Credit Suisse is designated by the Financial Stability Board, an internatio­nal body that monitors the global financial system, as one of the world’s important banks. This means regulators believe its uncontroll­ed failure would lead to ripples throughout the financial system not unlike the collapse of Lehman Brothers 15 years ago.

The Credit Suisse parent bank is not part of European Union supervisio­n, but it has entities in several European countries that are. Lagarde reiterated what she said last week after the central bank raised interest rates — that the European banking sector is resilient, with strong financial reserves and plenty of ready cash.

Many of Credit Suisse’s problems are unique and do not overlap with the weaknesses that brought down Silicon Valley Bank and Signature Bank, whose failures led to a significan­t rescue effort by the Federal Deposit Insurance Corp. and the Federal Reserve.

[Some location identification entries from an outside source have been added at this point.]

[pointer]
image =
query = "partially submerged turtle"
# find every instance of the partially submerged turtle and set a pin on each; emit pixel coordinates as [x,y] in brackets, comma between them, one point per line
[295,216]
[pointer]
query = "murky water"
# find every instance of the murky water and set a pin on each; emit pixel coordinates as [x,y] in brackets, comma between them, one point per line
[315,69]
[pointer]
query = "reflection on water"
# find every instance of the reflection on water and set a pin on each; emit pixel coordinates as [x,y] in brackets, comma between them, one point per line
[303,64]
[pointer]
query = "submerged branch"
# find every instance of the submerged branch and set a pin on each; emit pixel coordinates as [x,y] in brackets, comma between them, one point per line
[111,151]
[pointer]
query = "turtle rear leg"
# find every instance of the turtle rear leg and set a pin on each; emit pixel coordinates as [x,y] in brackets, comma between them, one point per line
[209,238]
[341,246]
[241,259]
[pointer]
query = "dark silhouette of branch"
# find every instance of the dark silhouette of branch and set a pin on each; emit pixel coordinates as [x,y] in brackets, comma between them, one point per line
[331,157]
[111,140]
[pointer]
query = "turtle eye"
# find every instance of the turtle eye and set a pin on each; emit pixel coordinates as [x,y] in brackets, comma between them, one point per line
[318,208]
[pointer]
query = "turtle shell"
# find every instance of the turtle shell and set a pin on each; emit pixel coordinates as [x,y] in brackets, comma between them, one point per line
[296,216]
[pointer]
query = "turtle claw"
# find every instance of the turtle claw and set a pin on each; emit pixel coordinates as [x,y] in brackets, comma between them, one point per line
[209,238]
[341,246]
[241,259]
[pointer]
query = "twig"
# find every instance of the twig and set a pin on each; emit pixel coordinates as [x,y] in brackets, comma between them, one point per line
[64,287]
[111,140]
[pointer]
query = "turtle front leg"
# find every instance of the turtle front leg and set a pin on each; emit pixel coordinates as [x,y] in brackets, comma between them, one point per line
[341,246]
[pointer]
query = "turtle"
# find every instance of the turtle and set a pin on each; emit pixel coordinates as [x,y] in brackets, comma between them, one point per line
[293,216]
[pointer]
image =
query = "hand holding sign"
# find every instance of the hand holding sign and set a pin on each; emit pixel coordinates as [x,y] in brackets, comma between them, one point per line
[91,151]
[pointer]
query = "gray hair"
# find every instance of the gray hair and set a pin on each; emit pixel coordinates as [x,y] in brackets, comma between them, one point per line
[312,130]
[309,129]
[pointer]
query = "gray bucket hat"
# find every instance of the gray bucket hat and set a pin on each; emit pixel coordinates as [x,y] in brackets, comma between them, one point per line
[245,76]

As a result, their downfall does not necessaril­y signal the start of a financial crisis similar to what occurred in 2008.

The deal caps a volatile week for Credit Suisse, most notably on Wednesday when its shares plunged to a record low after its largest investor, the Saudi National Bank, said it wouldn’t invest any more money into the bank to avoid tripping regulation­s that would kick in if its stake rose about 10 percent.

On Friday, shares dropped 8 percent to close at 1.86 francs ($2) on the Swiss exchange. The stock has seen a long downward slide: It traded at more than 80 francs in 2007.